The precise measurement of very thin films, i.e. films 300 .ANG. thick or less, is extremely important in the semiconductor industry. Such films may be present on a semiconductor by design, or in some cases, they may be there in the form of contamination. In particular, accurate thickness measurement of silicon dioxide films on monocrystalline and polycrystalline silicon in the range from 50 to a few hundred angstroms is very important, as these films are used as gate oxides and floating gate oxides. Likewise, nitrides and oxynitrides of comparable thickness may be used where improved dielectric breakdown strength is needed. As another example, in certain cleaning steps it is required that no residues be left on a wafer. These residues may range from monomolecular layers to layers several hundred angstroms thick. In this case, a precise thickness measurement is not as important as a positive confirmation of their presence. Similar problems in GaAs, GaAlAs and other semiconductors also require thin film measurement.
Reflectivity measurements on silicon and other semiconductors are routinely made in order to measure the thickness of deposited or grown films. Typically, these reflectivity measurements are made in the visible part of the light spectrum. For relatively thick films, maxima and minima are observed in a plot of reflectivity versus wavelength, due to the light interference taking place in the films. The film thickness can be inferred from the wavelength positions of these various extrema. However, if the film is very thin, no minima or maxima may be observed, and an absolute measurement of the reflectivity must be made to determine film thickness. These absolute reflectivity measurements are usually done in the wavelength range from 400 to 500 nm.
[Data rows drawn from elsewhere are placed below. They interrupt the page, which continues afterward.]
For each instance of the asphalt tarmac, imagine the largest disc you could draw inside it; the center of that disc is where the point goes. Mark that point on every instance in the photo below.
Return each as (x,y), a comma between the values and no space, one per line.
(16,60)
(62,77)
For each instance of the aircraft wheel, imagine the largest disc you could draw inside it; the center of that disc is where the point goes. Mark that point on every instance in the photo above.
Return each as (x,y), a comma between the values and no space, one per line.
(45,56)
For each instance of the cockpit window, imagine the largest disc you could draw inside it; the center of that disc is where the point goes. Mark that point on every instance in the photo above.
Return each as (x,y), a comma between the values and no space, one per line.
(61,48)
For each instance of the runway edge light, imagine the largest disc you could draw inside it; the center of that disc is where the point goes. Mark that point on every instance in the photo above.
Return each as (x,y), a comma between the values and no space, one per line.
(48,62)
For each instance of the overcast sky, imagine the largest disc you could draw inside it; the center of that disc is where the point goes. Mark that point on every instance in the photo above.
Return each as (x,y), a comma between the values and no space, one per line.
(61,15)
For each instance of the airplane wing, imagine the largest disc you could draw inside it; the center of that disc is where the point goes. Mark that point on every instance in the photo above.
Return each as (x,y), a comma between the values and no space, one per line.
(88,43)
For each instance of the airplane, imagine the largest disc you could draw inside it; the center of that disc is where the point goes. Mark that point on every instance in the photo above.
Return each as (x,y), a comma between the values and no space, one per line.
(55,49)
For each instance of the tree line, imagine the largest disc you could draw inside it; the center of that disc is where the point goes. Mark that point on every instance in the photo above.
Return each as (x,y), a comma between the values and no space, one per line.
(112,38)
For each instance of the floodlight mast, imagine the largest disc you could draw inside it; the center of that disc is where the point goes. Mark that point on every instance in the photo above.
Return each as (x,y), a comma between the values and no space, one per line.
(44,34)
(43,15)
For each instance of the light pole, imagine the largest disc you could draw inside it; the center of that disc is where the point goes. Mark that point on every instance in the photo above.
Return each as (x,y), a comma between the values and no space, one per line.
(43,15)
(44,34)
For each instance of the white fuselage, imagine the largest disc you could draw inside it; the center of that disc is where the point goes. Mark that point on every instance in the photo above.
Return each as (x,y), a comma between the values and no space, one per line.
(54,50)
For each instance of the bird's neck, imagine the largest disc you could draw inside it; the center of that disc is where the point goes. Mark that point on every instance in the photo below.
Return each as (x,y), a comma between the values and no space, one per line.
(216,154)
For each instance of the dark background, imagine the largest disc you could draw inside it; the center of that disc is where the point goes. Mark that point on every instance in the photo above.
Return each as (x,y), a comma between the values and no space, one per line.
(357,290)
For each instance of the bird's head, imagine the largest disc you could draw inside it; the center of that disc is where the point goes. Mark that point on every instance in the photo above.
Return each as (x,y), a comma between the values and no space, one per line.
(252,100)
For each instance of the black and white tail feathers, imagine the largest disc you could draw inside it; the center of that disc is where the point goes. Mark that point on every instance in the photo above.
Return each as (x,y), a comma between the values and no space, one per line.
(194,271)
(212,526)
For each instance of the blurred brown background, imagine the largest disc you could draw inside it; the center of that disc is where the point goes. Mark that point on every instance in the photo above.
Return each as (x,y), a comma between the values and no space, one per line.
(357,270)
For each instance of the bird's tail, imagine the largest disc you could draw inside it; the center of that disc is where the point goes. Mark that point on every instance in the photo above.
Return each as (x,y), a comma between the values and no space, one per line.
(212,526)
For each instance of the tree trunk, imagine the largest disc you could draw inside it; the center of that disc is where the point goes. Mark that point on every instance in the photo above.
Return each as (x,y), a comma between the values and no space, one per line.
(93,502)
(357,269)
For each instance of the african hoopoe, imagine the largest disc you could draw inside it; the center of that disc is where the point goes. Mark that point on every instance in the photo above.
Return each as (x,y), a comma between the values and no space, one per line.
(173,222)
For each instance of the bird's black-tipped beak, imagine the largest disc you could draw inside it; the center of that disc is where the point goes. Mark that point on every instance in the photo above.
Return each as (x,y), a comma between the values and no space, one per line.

Wesson, Phillips and Pliskin in the Journal of Applied Physics, pp. 2455-2460, 1967, describe using an ultraviolet spectrophotometer, with variable wavelength, to measure the film thickness of silicon dioxide several thousand angstroms thick. The location of the minima and maxima were used to determine the thickness. There is, however, relatively little advantage to this approach over the usual visible light measurements, because in this thickness range, the measurements can be done in the visible part of the spectrum with equal accuracy and less difficulty.
Chiang, Dell 'Occa and Schwettmann in the Journal of the Electrochemical Society, pp. 2267-2268, 1979, describe making ultraviolet measurements at variable wavelength to infer the roughness of polysilicon layers.
Duffy et al. in Journal of Crystal Growth, pp. 10-18, 1982 and Harbeke et al. in RCA Review, vol. 44, pp. 19-29, 1983, describe an ultraviolet reflectometer used to measure properties of silicon grown on sapphire or polysilicon. The instrument uses a deuterium source with a selection of two wavelengths (.lambda..sub.1 =280 nm, .lambda..sub.2 =400 nm) and measures the reflectivity at both wavelengths. The measured reflectivity is asserted to be affected by absorption due to degraded crystallinity and surface texture at 280 nm, but only by surface texture at 400 nm. Thus, information can be gained about the structure and quality of the films from these measurements.
An object of the present invention is to provide a more accurate method of measuring the thickness of thin films or substrates.